Jordyn Bahl of the 16-and-under Iowa Premier tries not to pay attention to all the coaches who crowd the backstop with their radar guns and clipboards. She acknowledges their presence and as a pitcher, how could she not?
“An important thing that our coaches preach is don’t play for the (college) coaches, don’t play for the full-ride scholarships, don’t play for that part of the game,” Bahl said. “Play because you love of the game and play because you love to compete. That’s our main focus so we don’t worry about who’s watching.”
The junior from Papillion-La Vista (Nebraska) is the No. 18 recruit in the class of 2021. She committed to Nebraska the summer entering her freshman year of high school and on July 1, she announced her decommittment and opened herself up for recruiting again.
“Scary,” Bahl said to describe her recent decision. “I committed super young, when I was 14 and I just came to the realization that I go off to college soon and I only got to visit one school. (So) I just wanted to open it up, see what opportunities come, go visit more schools and just make sure that where I end up is going to be the best fit and feel like home for the next four years.”
Iowa Premier was founded by Greg Dickel in early 2014 and has become a pipeline for midwest kids finding homes in Division I softball. Dickel compares Bahl situation to IPF alumna, Kendyl Lindaman.
“I compare Kendyl’s situation a lot to what Jordy is going through now and all the attention and deservingly so,” Dickel said. “She’s a special kid.”
Bahl excels in all facets of the game. She consistently throws between 65 and 67 m.p.h. and hits homers in the heart of the lineup. She even has speed on the base paths.
But, it’s never just about her. She always wants to shine light on her teammates.
“She’s a tremendous team player, tremendously competitive,” Dickel described her. “She can hit as well as she can pitch and she’s a sub-14 second home-to-home speed kid too. She’s got all five tools and makes a difference for our team.”
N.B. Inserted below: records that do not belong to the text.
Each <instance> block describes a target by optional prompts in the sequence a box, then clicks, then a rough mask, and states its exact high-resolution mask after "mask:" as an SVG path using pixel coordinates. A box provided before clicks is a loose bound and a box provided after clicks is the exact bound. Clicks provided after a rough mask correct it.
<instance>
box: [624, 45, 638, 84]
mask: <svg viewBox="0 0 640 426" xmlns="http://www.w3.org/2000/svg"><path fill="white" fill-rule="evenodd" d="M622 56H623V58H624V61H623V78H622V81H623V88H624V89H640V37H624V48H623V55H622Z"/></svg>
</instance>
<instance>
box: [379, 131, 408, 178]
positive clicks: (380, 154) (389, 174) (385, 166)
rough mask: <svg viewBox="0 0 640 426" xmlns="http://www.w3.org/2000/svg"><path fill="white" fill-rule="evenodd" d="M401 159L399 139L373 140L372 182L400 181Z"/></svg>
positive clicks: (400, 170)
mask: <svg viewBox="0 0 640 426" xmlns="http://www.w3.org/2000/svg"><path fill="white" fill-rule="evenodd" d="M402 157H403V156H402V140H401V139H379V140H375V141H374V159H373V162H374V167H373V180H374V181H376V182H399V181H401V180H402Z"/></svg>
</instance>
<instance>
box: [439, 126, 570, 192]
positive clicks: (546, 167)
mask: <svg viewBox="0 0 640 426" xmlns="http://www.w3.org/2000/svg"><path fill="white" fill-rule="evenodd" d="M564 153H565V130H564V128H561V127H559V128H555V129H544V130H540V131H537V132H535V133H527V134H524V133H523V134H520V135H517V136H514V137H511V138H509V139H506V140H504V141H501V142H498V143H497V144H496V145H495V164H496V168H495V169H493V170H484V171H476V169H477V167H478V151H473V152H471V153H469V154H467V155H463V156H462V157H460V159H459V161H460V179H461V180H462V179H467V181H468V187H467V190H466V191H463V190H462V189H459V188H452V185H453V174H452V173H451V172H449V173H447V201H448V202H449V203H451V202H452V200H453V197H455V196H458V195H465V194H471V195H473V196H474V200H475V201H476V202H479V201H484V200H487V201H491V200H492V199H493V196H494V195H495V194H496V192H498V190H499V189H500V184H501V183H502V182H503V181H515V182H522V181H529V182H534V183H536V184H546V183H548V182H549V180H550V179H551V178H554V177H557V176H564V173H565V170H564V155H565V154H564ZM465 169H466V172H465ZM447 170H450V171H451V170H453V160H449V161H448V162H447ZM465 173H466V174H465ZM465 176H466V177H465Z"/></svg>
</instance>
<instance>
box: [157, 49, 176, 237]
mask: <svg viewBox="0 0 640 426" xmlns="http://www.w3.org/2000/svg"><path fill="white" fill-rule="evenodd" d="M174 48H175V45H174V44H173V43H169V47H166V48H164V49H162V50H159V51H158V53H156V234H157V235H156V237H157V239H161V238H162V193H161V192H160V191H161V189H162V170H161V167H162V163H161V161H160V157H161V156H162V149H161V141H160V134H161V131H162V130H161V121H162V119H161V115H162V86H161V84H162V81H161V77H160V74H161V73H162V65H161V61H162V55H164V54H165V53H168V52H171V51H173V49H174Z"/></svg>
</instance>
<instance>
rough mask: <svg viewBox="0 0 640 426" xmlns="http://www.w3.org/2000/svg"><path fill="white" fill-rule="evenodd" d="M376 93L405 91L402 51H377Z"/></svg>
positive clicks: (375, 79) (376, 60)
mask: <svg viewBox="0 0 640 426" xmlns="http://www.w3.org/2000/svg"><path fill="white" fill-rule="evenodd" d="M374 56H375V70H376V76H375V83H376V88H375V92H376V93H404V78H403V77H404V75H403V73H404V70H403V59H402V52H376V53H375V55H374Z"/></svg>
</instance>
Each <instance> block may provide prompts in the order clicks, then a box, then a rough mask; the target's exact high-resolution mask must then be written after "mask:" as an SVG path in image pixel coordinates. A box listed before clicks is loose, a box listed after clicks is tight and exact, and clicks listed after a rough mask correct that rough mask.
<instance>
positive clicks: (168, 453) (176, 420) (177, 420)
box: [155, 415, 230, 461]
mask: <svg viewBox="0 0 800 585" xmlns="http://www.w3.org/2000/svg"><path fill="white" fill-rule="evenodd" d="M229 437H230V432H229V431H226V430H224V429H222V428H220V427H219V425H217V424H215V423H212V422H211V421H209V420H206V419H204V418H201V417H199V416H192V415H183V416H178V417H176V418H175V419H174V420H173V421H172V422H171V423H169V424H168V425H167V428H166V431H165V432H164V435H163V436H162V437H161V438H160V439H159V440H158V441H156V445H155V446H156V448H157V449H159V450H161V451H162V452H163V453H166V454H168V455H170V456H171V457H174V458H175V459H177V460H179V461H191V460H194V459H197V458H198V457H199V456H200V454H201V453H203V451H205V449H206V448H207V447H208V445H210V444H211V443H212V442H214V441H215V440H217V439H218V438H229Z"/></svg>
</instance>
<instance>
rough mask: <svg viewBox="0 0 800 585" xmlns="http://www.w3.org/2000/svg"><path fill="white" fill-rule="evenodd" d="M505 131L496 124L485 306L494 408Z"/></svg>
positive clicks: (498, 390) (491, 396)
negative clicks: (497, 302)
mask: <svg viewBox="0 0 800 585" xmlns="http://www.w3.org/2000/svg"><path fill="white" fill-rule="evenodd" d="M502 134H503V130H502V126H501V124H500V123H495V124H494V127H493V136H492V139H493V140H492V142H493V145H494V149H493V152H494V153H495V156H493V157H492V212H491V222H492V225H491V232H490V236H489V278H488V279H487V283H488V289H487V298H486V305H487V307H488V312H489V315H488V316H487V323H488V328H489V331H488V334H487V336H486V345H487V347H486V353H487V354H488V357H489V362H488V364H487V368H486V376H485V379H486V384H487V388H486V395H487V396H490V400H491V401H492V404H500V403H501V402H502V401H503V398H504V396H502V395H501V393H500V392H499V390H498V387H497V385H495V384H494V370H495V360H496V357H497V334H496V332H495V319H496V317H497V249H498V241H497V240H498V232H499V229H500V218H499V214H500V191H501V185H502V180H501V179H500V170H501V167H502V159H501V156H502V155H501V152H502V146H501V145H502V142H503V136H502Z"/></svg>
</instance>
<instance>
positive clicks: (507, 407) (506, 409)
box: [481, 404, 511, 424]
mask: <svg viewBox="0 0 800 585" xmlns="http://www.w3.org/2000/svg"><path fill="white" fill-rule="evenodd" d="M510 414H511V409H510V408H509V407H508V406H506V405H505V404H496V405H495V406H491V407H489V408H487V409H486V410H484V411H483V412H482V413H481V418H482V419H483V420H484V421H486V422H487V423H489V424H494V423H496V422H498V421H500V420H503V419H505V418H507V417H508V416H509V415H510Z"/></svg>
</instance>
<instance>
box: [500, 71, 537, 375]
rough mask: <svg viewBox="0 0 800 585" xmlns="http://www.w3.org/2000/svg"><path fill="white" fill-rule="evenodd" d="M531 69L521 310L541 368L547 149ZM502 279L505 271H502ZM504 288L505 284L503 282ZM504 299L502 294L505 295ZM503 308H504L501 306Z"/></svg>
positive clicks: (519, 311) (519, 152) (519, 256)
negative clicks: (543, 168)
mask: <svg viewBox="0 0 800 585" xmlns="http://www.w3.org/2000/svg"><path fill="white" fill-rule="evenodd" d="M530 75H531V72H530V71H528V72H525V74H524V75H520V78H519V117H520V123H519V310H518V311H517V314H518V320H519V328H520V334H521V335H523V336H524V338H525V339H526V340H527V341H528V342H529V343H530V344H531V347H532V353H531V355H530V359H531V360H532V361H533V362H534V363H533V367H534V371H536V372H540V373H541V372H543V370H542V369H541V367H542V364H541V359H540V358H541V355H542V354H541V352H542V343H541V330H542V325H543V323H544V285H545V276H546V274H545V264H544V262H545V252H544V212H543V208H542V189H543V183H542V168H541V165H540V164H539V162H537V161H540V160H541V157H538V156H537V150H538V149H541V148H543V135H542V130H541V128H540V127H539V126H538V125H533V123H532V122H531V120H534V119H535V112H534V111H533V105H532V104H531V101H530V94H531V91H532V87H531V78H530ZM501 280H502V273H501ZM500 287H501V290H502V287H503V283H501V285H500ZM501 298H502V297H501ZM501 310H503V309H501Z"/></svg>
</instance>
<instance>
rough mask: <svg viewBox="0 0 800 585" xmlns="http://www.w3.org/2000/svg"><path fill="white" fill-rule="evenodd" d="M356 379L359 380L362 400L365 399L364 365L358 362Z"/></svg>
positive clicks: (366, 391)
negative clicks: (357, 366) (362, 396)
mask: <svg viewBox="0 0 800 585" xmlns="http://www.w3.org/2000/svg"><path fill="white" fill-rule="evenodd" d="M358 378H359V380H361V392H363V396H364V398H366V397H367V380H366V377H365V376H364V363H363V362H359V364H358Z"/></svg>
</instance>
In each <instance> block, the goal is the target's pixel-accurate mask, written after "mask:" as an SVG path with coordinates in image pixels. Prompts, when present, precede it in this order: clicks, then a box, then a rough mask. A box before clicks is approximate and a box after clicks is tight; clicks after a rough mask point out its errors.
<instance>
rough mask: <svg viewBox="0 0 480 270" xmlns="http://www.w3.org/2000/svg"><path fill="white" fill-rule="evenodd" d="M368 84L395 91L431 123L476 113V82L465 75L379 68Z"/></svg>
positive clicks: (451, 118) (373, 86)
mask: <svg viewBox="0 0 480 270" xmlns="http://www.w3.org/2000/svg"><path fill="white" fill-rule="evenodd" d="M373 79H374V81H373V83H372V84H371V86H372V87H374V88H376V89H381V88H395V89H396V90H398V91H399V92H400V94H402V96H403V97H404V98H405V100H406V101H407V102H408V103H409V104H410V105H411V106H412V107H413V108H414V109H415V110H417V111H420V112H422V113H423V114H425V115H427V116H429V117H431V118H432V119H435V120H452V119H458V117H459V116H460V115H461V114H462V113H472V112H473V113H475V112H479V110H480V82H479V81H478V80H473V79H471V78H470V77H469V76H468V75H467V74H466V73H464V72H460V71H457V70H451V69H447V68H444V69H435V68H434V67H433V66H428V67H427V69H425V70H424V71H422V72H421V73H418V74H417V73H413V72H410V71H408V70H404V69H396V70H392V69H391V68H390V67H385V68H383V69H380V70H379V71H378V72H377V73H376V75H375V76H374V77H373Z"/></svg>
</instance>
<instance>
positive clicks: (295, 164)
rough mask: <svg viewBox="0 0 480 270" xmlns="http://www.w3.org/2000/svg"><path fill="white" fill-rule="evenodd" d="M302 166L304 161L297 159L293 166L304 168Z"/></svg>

A self-claimed adrenaline junkie, Bahl thrives in the big moments. She’s not afraid of any challenge presented before her and it’s apparent when she’s throwing a bullpen in front of 2019 Women’s College World Series coaches and more.
She hasn’t completely ruled out Nebraska but by opening her recruiting back up, it will allow her to slow down and really take in the experience of the recruiting process.
“I really like the new rule,” Bahl said. “Growing up in Nebraska, Nebraska is the team. It’s every kid’s dream is to play for Nebraska. There wasn’t any pressure. I got an offer to play at my hometown school, obviously (in that moment) I’m going to do it. A part of me still feels that way but I have to realize that I only get four years of college softball and I just want to make sure I’m somewhere that feels like home and go through more of a process to make sure I feel like that.”